There is nothing to PG&E's argument that NCPA is somehow responsible for this case becoming moot. NCPA was not a party to the bankruptcy settlement, although it was a party to the bankruptcy proceedings. PG&E nevertheless wants us to believe that NCPA "caused the mootness by voluntary action," Bancorp, 513 U.S. at 25, that is, by failing to appeal the bankruptcy court's order confirming PG&E's settlement. This is nonsense. One might as well say the victim caused the robbery by failing to put up enough resistance. PG&E's argument also assumes, without any basis, that if NCPA had appealed the court would have set the settlement aside, despite PG&E's support of it.

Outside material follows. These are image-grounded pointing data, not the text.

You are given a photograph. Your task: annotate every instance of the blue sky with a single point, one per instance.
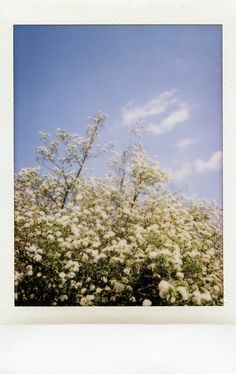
(166, 79)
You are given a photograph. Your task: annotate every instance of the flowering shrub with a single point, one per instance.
(124, 239)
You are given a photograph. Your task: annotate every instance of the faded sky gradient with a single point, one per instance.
(167, 79)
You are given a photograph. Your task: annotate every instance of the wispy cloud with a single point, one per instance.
(147, 116)
(153, 107)
(213, 164)
(184, 143)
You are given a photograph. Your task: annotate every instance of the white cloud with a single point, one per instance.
(174, 118)
(168, 102)
(184, 143)
(157, 105)
(183, 172)
(214, 163)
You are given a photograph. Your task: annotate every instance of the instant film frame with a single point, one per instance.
(196, 13)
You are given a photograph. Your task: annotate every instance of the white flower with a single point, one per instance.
(206, 296)
(183, 292)
(147, 302)
(164, 285)
(63, 297)
(37, 257)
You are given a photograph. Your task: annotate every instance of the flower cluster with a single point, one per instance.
(120, 241)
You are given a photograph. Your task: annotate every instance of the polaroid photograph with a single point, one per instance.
(117, 138)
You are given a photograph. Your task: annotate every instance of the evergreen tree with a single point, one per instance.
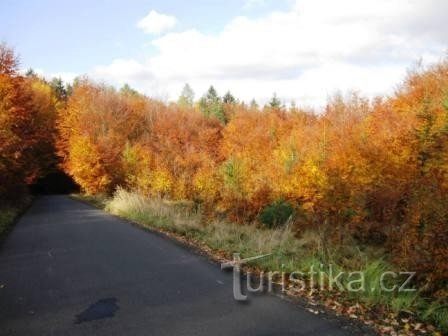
(228, 98)
(275, 103)
(186, 97)
(211, 105)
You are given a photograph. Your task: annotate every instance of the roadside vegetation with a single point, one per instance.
(390, 312)
(361, 185)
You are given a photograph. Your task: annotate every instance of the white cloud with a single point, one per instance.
(249, 4)
(305, 53)
(155, 23)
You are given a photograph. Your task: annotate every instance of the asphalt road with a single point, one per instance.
(70, 269)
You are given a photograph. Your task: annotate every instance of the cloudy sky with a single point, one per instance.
(304, 50)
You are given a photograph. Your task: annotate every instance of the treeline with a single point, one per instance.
(371, 171)
(28, 115)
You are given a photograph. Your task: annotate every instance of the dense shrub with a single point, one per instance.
(276, 214)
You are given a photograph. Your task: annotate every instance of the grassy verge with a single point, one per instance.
(391, 312)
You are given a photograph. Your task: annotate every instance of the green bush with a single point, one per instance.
(276, 214)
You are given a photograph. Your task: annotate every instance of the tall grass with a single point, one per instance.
(288, 250)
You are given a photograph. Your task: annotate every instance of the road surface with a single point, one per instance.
(70, 269)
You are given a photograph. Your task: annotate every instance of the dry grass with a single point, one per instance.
(288, 252)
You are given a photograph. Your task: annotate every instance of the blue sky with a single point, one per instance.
(75, 36)
(305, 50)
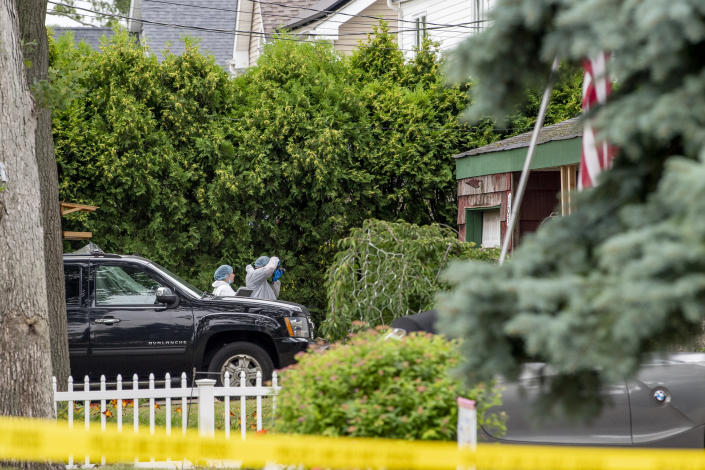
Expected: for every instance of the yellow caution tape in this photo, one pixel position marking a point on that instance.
(40, 440)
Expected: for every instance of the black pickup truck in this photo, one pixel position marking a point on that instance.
(128, 315)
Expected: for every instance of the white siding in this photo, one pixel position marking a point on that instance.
(349, 42)
(256, 40)
(442, 12)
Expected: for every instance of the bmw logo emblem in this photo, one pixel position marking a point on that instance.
(660, 395)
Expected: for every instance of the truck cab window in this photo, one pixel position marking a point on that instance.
(124, 285)
(72, 278)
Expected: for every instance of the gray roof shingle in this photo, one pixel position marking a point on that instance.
(209, 14)
(567, 129)
(87, 34)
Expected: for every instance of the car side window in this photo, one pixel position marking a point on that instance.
(124, 285)
(72, 278)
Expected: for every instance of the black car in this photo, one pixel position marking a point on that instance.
(128, 315)
(662, 406)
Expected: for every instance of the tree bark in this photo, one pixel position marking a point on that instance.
(32, 14)
(25, 361)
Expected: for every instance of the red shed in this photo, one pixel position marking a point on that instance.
(487, 177)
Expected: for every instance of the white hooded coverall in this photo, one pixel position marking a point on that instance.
(256, 280)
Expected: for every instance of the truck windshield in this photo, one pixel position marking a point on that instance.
(187, 285)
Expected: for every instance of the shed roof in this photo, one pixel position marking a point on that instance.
(567, 129)
(87, 34)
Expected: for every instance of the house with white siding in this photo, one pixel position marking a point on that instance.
(445, 21)
(343, 22)
(235, 31)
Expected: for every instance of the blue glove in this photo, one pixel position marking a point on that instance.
(277, 274)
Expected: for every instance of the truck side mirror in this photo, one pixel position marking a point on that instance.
(167, 296)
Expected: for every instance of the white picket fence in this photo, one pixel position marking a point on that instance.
(202, 395)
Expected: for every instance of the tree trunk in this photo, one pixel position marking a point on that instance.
(25, 361)
(36, 52)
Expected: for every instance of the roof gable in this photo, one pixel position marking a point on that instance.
(210, 21)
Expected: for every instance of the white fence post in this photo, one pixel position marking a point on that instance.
(206, 406)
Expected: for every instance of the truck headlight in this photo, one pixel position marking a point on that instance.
(298, 327)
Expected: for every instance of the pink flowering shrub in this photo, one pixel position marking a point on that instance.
(372, 387)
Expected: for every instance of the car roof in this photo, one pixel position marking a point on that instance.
(96, 256)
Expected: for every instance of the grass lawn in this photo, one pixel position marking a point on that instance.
(176, 414)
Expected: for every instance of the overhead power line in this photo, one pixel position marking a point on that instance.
(233, 31)
(97, 14)
(330, 12)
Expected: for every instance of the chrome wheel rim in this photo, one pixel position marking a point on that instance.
(240, 363)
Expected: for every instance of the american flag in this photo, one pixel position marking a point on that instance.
(596, 156)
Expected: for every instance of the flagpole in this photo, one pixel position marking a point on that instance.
(527, 162)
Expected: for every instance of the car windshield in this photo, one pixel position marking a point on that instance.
(196, 291)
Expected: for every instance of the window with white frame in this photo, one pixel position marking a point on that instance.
(481, 9)
(420, 27)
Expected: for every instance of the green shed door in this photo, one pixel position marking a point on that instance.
(473, 226)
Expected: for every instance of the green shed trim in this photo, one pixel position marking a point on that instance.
(548, 154)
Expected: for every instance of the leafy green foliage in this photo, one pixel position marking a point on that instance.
(144, 141)
(106, 12)
(622, 277)
(372, 387)
(194, 169)
(385, 270)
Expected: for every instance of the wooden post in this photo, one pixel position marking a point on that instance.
(206, 407)
(568, 184)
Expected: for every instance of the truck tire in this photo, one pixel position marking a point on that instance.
(241, 356)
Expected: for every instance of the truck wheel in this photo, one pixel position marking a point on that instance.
(239, 357)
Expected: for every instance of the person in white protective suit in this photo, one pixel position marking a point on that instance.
(257, 277)
(223, 277)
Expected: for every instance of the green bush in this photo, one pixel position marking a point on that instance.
(372, 387)
(385, 270)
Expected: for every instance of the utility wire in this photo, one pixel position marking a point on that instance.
(221, 31)
(375, 18)
(99, 15)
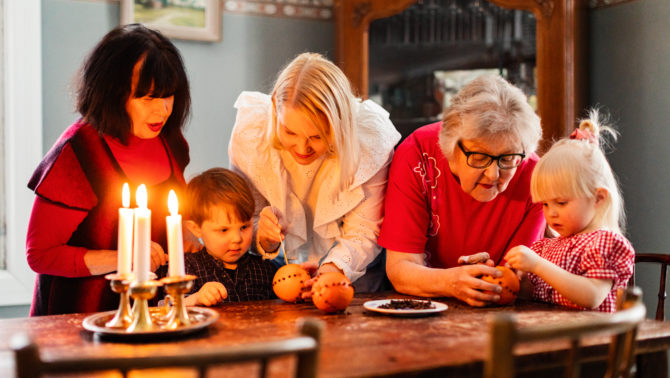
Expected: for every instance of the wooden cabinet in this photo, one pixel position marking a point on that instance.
(561, 36)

Pharmachemie B.V. v. Barr Labs., Inc., which PG&E cites, characterized a drug company's failure to appeal an adverse ruling in a patent litigation against a third party as "voluntary action that led to the mootness of the instant case," apparently because a favorable ruling was a condition precedent to action the company requested from the Food and Drug Administration in the district court. 276 F.3d at 634. Unlike Pharmachemie, here both the party seeking vacatur -- NCPA -- and the party opposing vacatur -- PG&E -- were parties to the separate bankruptcy proceeding. PG&E entered into the settlement that mooted the case (there was no settlement in Pharmachemie ), NCPA was not a party to the settlement, and -- at least to the extent that the settlement guaranteed that PG&E's licenses would not be transferred -- NCPA prevailed when the bankruptcy court issued the order confirming the settlement. PG&E's decision to enter into the bankruptcy settlement, not NCPA's inaction, was the proximate cause of mootness.
For the reasons given, the mandate is recalled and the Commission's order is vacated.